Release Engineering: A draft of an architecture diagram

One of the things that I like to do is create architecture diagrams of complicated systems.

We had Release Engineering and Release Operations in the Portland Mozilla office this week, providing a perfect opportunity to pick everyone’s brains about what the current state of our release infrastructure is like.

Behold: releng flow onepage

And here’s a version that includes some “tree closure reasons” in magenta:

Releng infra with tree closure reason codes

A tree closure is defined as an hg hook that prevents people from committing to a tree (like mozilla-central). It looks up status at treestatus.mozilla.org to figure out whether or not the tree is closed, and this value is updated manually by “sheriffs” who track tree status.

And the an initial key to the tree closure reasons (the numbers on the magenta blobs), is documented on the Mozilla wiki.

The goal of this document was to take brain dump information from everyone in the meeting, and create a relationship diagram of all the systems that everyone here supports. As you can see, it is pretty complex.

What I took away from creating this was:

  • The cognitive load is very high for trying to diagnose the root cause for several kinds of tree closures.
  • People loved being able to look at how each systems related to the others.
  • No single person really had a model in their head of how everything represented in this diagram was related.

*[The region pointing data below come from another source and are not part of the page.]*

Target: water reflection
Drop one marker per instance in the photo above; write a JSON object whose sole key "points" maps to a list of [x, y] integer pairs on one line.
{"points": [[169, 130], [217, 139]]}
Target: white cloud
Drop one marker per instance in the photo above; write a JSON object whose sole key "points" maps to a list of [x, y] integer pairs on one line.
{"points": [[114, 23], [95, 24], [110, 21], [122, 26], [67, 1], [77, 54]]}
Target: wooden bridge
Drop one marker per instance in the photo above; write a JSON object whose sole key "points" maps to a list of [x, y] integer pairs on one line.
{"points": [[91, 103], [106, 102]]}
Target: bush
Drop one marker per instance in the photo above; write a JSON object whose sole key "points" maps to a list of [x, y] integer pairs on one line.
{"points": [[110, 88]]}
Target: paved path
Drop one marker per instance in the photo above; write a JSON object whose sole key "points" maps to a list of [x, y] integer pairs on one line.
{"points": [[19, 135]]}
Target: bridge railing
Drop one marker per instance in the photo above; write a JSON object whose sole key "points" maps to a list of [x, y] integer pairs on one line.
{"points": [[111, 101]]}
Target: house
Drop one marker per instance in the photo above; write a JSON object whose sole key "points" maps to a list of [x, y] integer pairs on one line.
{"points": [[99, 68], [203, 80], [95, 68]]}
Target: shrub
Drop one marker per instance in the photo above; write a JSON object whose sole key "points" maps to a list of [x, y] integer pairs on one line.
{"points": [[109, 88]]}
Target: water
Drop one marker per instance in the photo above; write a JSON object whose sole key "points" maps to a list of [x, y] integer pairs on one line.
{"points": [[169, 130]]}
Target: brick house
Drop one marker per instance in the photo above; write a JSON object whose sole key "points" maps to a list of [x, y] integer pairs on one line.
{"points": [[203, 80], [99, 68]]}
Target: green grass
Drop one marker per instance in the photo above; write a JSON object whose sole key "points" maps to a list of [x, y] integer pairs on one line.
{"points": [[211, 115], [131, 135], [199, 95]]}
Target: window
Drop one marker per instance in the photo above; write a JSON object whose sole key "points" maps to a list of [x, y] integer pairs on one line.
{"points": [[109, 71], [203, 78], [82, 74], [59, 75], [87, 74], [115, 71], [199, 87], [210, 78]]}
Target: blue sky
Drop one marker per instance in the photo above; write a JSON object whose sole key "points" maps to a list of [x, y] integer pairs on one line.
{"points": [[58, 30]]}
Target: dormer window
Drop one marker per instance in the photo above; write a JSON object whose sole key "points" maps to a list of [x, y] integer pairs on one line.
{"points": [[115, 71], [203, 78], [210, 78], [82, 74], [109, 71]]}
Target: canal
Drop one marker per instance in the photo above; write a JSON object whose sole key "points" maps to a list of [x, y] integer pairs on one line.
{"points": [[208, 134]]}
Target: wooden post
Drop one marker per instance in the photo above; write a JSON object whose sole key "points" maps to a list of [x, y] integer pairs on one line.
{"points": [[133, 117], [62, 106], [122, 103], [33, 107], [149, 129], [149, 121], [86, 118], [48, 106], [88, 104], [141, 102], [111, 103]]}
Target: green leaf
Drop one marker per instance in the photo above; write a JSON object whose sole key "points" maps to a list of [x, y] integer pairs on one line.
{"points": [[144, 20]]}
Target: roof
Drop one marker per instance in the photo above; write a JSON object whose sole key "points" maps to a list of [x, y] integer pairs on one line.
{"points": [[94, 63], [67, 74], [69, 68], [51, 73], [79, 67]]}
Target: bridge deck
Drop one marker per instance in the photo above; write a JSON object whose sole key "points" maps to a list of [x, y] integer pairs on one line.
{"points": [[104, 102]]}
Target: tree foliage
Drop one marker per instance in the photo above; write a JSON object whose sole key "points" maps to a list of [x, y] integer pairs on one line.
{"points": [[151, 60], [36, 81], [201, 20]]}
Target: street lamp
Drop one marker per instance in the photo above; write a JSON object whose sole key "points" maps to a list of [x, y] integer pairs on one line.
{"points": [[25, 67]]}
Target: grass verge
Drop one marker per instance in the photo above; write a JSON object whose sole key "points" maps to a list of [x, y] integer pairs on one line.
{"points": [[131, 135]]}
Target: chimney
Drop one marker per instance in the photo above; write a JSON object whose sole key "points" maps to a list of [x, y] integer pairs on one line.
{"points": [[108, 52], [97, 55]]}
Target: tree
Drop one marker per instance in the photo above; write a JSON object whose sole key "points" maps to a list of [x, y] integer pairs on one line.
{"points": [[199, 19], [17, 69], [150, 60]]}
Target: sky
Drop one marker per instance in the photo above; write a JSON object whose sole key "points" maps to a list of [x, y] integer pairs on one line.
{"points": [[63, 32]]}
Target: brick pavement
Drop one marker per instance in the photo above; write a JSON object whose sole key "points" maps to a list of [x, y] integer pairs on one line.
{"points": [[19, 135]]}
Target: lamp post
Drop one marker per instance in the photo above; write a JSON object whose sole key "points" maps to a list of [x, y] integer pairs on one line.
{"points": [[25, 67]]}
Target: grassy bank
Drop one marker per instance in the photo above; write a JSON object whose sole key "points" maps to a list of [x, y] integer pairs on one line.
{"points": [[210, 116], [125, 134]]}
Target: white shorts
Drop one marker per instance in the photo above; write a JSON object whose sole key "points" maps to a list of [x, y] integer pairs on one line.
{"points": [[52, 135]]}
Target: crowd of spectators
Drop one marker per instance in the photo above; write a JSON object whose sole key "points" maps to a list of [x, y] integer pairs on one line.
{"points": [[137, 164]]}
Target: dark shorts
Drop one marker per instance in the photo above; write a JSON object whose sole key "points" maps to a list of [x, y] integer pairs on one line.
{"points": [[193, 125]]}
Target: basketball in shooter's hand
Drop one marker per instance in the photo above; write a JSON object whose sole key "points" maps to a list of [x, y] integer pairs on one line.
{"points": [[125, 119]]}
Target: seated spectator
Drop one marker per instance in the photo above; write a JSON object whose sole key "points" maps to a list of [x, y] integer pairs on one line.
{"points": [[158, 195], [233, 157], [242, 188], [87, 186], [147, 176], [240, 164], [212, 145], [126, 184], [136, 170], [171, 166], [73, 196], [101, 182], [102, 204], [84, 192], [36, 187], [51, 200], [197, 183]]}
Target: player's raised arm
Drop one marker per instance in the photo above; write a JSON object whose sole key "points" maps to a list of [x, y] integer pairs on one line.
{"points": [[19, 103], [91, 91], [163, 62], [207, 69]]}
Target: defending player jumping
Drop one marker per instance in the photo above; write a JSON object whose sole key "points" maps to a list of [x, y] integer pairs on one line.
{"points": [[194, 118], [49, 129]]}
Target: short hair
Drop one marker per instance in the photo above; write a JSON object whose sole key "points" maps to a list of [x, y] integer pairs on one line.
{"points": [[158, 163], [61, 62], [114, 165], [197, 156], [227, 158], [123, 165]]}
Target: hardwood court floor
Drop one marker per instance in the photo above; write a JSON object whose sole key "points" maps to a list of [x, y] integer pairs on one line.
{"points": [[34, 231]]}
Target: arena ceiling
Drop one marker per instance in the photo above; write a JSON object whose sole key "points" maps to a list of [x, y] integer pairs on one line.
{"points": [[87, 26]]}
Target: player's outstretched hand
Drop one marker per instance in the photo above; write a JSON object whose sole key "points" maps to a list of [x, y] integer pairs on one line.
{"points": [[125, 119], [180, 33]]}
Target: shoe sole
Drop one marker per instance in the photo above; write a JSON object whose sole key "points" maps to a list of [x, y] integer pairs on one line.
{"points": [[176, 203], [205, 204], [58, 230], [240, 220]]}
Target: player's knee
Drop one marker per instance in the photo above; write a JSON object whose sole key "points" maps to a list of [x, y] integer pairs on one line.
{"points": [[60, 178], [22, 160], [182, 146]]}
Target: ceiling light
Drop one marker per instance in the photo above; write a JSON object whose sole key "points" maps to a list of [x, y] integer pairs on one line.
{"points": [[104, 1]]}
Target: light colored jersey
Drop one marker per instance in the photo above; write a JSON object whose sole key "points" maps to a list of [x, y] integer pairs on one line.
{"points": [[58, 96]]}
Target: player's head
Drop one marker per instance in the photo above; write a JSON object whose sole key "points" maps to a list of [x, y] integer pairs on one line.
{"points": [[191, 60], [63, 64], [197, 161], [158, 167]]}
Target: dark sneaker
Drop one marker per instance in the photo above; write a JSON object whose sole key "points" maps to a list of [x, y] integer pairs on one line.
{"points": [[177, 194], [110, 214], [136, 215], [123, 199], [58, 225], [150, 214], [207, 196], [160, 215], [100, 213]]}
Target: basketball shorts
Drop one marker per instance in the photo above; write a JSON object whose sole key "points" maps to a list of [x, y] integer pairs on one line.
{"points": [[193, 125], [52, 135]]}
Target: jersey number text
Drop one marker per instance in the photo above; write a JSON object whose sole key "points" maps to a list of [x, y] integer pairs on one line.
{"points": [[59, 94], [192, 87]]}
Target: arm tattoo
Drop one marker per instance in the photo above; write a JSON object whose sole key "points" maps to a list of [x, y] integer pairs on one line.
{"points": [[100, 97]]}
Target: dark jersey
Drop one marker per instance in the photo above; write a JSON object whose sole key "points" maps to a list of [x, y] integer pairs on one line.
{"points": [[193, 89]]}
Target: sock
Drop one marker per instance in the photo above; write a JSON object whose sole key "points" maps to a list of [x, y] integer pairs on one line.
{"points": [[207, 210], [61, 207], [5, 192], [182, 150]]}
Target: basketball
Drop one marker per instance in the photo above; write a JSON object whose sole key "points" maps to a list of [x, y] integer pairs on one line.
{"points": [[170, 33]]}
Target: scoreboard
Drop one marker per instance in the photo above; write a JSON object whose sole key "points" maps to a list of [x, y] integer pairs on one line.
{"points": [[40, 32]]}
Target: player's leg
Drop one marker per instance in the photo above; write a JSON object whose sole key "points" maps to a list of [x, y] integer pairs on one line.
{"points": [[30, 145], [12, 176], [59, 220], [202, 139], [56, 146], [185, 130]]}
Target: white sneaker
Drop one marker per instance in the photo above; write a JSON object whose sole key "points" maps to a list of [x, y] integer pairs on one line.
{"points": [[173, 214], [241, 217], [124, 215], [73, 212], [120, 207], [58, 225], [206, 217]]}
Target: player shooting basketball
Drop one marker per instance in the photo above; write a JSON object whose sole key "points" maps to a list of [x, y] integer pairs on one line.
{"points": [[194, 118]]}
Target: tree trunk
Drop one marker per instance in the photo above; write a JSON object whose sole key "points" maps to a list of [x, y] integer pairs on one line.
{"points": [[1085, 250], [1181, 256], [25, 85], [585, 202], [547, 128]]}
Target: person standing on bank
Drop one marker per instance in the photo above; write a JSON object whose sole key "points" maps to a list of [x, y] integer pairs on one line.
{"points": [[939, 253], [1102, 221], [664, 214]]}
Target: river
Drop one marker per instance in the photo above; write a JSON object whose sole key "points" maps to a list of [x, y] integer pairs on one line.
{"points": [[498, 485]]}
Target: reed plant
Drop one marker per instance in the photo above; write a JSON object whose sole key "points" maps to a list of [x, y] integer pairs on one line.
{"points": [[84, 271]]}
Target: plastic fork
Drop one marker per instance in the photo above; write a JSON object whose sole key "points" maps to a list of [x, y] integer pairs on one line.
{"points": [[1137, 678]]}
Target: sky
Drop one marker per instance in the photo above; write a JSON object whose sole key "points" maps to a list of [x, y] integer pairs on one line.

There’s a lot more work to do to link in documentation and create some related diagrams, which I’ll tackle next week. The kinds of questions I’d like to try to answer based on the information that I’ve gathered include:

  • How does my patch get a build created for it?
  • What single points of failure can we mitigate?
  • What kinds of resilience do we need for our typical transient failures?

I really enjoyed identifying sources of tree closure and the kinds of failures that cause it. These are the kinds of problems I love working on solving — complicated, often unpredictable and largely driven by the normal work that people need to do to get their jobs done. There’s rarely a simple solution to things like experimental patches taking down large portions of a build infrastructure, and how we solve, or at least mitigate, these problems is fascinating.